Foster’s architecture has always emphasized a feeling of space and natural light. But the benefits are not simply about aesthetics. Studies in hospitals, for instance, show that patients with window views not only sleep better, but require fewer painkillers and recover faster.
And while we can’t reengineer our cities overnight, there’s much that’s currently being done to make them healthier environments in which to live. The trend in creating low-traffic neighbourhoods in cities across the UK—pushing traffic to arterial roads—encourages walking and cycling. This goes hand in hand with the rise of an urban planning concept that the Franco-Colombian scientist Carlos Moreno dubbed the “15-minute city”: the idea that vital goods and services should never be more than a 15-minute walk away.

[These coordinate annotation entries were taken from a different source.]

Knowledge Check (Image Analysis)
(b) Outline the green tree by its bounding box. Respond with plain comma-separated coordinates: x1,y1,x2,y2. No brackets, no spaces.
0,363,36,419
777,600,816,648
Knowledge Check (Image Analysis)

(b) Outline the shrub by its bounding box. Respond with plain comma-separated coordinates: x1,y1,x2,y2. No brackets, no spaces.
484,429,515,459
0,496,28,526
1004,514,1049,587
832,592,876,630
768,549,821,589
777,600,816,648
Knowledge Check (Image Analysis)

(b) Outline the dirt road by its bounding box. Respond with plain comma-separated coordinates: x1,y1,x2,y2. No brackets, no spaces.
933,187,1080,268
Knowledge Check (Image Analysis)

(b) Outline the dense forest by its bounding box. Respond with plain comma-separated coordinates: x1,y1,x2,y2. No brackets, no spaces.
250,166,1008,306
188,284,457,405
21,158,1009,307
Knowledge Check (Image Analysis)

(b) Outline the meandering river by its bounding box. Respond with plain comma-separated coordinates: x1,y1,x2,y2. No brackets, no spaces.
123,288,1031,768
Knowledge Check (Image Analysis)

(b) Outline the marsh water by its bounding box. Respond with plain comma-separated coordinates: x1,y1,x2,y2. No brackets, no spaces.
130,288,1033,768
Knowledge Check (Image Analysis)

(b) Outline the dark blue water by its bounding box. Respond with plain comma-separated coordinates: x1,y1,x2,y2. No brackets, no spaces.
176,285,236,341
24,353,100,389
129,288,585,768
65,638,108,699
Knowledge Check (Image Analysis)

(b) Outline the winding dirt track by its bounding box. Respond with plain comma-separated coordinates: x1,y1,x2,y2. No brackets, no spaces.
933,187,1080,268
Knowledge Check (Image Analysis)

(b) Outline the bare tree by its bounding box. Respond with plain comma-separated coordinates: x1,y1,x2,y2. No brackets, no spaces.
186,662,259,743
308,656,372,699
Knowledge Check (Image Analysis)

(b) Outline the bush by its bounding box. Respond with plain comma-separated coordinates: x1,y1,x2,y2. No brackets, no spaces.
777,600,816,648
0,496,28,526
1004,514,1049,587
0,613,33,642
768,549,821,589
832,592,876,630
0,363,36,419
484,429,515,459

“By 2050, seven out of 10 of us will be in urban environments,” says Nigel Sullivan, Bupa’s Chief Sustainability and People Officer. “So if we can make our cities healthier with cleaner air, green spaces, active travel, inclusive design, we can make entire populations healthier for generations to come.”
But it’s not just about the first order effects of more exercise and less pollution. The second order effects can be just as profound. As we use fewer cars, we engage more with the local community. One of the biggest factors in premature death is perhaps a surprising one: loneliness and social isolation. Studies have shown they increase the risk of premature death by 26 and 29 percent respectively, comparable to smoking 15 cigarettes a day. In 2023, the WHO declared loneliness a “global health concern”.
By focusing on environments that are both local and walkable, we create something that has increasingly been lost: an environment that is also social. So if loneliness is a health risk, then the city itself becomes part of the treatment plan.
Initiatives such as Resilient Cities: Reimagining Health—a coalition led by the Sustainable Markets Initiative Health Systems Task Force with partners including Reckitt and Bupa—are beginning to quantify the benefits of designing healthier cities. New research by the coalition suggests that urban interventions could save up to 725,000 lives and $70bn in healthcare costs each year.
Together, these shifts point to a future where healthcare isn’t just about treating illness, but about designing a world that helps prevent it.